This letter was written by Capt. David Ranson Williams of Covington, Kentucky, who served as an artillery captain with a battery of his design. He was best recognized for the “Williams Gun” which was a breech-loading, hand-cranked, rapid-fire 1-lb. cannon with a barrel 4-feet long and 1.57 caliber. It was made by F. B. Deane, Jr. & Son in Lynchburg, Virginia.
The guns described in this letter appear to be of a later, different design. The letter was addressed to an unknown general in the Confederate service.
February 15, 1864
The copy of the Report and Requisition was duly received, for which you will please accept my grateful acknowledgements.

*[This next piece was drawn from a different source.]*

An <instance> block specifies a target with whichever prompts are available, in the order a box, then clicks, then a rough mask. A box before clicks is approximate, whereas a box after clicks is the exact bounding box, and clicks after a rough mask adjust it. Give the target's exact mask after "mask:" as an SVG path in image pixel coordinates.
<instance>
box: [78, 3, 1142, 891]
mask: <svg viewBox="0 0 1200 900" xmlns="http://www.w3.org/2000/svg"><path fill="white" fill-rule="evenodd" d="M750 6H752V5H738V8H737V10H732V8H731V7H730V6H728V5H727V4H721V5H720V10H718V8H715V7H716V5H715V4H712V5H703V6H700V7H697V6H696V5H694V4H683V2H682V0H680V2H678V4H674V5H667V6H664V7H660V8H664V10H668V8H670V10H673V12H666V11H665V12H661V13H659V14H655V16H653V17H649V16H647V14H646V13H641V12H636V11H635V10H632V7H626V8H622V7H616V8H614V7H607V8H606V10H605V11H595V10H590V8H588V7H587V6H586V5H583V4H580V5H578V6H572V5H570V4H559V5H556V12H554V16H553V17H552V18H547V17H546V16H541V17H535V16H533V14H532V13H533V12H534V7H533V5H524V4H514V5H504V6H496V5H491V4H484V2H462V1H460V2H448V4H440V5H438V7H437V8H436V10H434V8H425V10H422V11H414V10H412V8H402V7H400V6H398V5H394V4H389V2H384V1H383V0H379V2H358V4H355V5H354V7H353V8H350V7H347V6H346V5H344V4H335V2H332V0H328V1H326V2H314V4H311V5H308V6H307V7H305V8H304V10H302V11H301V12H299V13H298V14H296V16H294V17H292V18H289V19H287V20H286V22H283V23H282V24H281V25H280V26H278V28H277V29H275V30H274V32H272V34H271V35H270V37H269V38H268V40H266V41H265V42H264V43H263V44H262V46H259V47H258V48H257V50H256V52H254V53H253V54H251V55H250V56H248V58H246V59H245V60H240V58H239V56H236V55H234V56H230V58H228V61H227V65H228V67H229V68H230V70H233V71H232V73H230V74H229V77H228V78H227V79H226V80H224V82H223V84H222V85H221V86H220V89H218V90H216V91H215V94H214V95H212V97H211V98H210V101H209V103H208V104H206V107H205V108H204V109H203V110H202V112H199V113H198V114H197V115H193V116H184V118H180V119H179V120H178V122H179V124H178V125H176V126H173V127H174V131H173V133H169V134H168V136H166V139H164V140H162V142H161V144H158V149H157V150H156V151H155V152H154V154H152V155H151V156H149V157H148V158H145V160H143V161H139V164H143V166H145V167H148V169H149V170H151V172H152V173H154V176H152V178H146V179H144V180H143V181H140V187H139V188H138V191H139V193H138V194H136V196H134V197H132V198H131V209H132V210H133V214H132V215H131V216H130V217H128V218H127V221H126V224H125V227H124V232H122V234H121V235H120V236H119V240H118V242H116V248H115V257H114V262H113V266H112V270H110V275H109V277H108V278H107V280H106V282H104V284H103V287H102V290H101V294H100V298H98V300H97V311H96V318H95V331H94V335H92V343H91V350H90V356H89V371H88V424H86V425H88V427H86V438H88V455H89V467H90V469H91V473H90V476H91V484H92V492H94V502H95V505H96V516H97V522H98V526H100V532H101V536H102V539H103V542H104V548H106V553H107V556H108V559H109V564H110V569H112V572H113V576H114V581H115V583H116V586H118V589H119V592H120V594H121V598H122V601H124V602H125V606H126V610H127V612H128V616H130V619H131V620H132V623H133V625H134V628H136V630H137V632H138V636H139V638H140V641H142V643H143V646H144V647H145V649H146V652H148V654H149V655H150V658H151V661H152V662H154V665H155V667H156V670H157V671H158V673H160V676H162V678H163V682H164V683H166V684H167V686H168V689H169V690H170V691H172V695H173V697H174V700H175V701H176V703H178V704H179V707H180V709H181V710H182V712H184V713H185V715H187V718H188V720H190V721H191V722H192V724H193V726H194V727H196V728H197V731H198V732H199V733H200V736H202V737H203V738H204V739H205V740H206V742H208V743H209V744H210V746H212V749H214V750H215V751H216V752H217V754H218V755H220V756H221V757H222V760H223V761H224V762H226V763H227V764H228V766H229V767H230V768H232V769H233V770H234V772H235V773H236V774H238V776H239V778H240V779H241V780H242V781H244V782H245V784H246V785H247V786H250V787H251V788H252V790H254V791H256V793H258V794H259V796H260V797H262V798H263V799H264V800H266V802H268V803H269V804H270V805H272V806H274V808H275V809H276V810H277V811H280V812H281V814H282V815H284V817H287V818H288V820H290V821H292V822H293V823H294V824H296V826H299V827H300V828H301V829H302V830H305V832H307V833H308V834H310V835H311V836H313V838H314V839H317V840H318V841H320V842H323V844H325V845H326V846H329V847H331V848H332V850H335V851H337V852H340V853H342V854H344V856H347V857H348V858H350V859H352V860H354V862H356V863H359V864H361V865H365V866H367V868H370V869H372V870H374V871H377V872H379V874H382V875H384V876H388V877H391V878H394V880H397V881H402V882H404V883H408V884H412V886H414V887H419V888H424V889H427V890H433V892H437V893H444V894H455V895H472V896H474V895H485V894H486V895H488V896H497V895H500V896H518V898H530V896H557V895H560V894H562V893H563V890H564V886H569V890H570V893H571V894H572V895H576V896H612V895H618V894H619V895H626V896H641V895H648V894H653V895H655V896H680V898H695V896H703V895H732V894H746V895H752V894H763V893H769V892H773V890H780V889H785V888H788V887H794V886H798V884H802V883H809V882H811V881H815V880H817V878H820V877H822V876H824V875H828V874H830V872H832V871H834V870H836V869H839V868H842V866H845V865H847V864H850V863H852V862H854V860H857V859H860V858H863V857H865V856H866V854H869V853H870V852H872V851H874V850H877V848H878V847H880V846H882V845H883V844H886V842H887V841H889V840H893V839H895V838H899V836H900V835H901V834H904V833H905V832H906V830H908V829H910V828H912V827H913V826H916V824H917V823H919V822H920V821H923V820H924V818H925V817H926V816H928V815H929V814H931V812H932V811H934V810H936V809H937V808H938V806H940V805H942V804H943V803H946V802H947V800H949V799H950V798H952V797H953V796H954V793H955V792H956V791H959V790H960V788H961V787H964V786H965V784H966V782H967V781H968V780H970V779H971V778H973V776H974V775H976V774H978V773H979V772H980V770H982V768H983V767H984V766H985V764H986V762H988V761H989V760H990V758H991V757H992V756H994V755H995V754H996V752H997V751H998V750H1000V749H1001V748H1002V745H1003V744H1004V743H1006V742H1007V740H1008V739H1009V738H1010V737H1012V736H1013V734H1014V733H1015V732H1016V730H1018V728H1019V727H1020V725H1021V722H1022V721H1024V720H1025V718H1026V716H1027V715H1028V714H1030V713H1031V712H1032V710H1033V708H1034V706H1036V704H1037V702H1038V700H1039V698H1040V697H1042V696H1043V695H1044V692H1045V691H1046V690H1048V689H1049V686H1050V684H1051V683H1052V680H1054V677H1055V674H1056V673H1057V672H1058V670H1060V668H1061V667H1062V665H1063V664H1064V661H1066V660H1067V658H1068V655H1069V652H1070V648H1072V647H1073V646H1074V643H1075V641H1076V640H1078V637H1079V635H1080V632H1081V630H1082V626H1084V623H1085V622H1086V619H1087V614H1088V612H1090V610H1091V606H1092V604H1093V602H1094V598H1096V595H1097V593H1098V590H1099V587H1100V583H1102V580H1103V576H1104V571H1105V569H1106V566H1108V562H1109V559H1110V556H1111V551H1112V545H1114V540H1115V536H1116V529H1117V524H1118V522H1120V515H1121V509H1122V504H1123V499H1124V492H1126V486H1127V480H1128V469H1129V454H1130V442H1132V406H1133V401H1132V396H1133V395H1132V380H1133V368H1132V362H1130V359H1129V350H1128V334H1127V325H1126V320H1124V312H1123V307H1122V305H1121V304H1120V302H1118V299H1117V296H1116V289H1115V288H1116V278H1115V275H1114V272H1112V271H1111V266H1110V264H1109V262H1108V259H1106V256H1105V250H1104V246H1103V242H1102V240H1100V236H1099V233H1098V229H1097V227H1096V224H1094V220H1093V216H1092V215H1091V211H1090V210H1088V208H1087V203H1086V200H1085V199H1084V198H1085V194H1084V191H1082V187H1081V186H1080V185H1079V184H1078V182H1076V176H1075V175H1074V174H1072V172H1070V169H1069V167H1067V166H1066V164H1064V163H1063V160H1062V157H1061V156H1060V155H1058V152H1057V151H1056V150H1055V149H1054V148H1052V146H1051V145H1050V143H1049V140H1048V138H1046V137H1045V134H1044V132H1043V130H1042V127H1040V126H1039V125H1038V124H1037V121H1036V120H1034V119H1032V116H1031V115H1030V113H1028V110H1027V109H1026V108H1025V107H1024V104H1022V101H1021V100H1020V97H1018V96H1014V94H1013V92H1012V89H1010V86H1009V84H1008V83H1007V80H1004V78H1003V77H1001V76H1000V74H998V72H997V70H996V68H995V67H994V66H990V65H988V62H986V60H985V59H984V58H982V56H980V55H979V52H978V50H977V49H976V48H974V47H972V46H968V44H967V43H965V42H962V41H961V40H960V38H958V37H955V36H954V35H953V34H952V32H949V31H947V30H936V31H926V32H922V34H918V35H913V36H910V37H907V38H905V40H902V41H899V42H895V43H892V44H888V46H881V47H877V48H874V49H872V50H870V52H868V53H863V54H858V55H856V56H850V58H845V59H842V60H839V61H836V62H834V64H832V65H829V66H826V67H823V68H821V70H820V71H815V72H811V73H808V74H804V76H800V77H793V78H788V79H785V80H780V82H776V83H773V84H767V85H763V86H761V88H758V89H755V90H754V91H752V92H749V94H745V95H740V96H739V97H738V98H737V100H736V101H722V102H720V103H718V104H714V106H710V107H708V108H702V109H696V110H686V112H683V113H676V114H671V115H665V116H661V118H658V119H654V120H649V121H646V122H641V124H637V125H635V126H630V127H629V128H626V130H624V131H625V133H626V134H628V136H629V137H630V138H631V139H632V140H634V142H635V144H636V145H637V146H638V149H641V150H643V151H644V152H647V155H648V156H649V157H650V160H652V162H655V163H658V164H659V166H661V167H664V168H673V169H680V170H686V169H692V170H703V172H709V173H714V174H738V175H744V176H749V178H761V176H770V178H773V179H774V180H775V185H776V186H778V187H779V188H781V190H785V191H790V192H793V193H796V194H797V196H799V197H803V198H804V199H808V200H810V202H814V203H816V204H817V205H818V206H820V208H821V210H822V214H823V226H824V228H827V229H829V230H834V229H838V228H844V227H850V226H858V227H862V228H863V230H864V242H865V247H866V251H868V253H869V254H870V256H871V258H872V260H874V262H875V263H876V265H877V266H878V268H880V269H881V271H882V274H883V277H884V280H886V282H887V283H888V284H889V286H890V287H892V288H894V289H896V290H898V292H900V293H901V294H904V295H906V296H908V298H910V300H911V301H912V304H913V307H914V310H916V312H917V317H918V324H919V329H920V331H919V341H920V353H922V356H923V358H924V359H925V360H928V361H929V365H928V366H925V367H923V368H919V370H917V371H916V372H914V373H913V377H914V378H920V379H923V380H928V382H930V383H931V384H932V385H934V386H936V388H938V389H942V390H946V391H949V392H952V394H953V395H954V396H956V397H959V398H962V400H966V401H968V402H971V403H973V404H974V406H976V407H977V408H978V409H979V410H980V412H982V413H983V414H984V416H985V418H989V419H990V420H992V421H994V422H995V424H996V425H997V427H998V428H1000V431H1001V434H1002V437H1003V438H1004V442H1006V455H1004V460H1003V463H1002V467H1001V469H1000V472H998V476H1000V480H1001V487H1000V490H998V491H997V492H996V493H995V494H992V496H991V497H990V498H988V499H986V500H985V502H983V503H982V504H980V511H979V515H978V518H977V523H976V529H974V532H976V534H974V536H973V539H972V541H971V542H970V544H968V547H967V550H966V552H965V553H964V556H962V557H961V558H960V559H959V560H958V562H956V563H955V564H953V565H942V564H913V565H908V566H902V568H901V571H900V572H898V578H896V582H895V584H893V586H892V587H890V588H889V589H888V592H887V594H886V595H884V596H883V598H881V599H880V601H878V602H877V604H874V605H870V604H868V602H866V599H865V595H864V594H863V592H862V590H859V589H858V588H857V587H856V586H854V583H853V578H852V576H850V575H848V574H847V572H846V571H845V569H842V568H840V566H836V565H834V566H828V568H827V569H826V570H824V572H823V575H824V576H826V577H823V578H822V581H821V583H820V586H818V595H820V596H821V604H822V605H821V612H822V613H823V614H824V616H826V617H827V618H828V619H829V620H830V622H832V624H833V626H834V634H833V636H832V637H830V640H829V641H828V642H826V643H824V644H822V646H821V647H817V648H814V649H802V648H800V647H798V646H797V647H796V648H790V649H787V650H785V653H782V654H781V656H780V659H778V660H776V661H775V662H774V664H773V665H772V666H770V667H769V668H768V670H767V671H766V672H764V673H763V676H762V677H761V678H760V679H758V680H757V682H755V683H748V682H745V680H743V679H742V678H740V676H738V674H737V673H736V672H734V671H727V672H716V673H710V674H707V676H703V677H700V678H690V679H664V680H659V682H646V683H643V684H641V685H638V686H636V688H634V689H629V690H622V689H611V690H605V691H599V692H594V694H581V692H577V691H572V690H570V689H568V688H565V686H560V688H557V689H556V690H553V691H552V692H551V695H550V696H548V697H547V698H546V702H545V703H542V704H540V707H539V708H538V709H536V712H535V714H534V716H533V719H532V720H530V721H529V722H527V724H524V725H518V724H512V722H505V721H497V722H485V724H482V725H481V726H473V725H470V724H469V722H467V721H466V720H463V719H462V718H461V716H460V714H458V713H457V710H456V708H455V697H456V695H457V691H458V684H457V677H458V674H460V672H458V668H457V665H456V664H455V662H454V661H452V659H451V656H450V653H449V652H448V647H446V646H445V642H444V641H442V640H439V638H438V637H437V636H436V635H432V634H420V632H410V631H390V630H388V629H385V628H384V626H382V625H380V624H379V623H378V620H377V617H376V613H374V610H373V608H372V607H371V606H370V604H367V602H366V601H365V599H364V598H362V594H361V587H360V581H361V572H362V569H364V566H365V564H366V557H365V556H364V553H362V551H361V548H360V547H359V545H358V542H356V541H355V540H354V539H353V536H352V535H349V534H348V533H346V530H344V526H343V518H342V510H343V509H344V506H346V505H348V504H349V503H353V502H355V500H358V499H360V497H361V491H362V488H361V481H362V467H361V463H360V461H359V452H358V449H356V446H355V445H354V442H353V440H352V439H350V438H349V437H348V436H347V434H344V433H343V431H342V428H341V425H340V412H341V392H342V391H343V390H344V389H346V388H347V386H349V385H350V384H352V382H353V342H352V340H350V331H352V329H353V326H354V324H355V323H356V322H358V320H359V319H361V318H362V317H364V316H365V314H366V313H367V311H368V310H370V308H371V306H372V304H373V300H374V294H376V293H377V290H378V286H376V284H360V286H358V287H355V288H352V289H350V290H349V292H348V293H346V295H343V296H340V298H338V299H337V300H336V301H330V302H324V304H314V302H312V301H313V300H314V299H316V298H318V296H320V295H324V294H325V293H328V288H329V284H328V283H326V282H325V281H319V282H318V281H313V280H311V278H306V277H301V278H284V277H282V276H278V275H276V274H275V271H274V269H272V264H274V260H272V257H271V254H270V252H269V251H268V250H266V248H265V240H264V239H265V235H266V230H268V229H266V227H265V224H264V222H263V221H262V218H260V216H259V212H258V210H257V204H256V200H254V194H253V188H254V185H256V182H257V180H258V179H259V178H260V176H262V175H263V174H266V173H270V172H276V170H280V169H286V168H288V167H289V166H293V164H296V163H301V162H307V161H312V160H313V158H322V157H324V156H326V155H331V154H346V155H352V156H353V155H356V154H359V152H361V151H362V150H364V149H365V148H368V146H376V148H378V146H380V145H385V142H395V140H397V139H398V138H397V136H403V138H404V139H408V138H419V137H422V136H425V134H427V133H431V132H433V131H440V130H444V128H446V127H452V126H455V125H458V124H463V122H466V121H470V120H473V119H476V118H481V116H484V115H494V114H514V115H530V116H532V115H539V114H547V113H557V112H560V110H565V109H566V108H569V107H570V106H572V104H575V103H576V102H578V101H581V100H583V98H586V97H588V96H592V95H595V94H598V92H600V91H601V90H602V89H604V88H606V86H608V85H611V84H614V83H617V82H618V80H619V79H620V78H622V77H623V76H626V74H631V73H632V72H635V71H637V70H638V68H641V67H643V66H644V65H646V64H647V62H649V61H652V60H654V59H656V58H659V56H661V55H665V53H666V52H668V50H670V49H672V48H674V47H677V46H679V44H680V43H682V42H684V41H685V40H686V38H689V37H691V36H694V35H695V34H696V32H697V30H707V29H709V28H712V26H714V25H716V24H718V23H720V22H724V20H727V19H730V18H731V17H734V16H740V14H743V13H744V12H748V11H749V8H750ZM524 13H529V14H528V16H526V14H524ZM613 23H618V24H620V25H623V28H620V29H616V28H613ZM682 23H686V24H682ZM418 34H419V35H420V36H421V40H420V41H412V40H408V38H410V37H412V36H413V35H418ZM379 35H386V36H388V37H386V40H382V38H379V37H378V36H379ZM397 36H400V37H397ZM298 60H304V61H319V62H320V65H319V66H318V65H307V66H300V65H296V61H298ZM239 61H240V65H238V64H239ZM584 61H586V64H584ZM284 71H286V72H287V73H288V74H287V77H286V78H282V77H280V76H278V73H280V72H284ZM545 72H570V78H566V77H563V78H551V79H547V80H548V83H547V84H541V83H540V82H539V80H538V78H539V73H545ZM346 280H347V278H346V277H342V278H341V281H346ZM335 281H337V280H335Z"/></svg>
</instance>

The Department ordered twelve guns, 2.25 calibre—eight smooth bore and four rifled guns. Your Battery was to have delivered by the first of April, but on receipt of a letter from the Chief of Ordnance in your command, stating that they were not wanted, the control was withdrawn.
I was very sorry that the matter took this unfortunate turn, as I am not alone in the opinion that at the distance of sixteen or seventeen hundred yards, the rifled guns would have been very accurate. The rifled would have weighed about three hundred and forty pounds—the smooth bore about two hundred and forty pounds: calibre 56 in. long. The shell of the rifle, when charged, weighed 45 ounces. These guns can be fired from the shoulder with as much facility as the small guns.
I would like very much to build a Battery of these guns and accompany them to your command. I think I can safely guarantee not only their efficiency, but their superiority over the common gun—especially for cavalry service.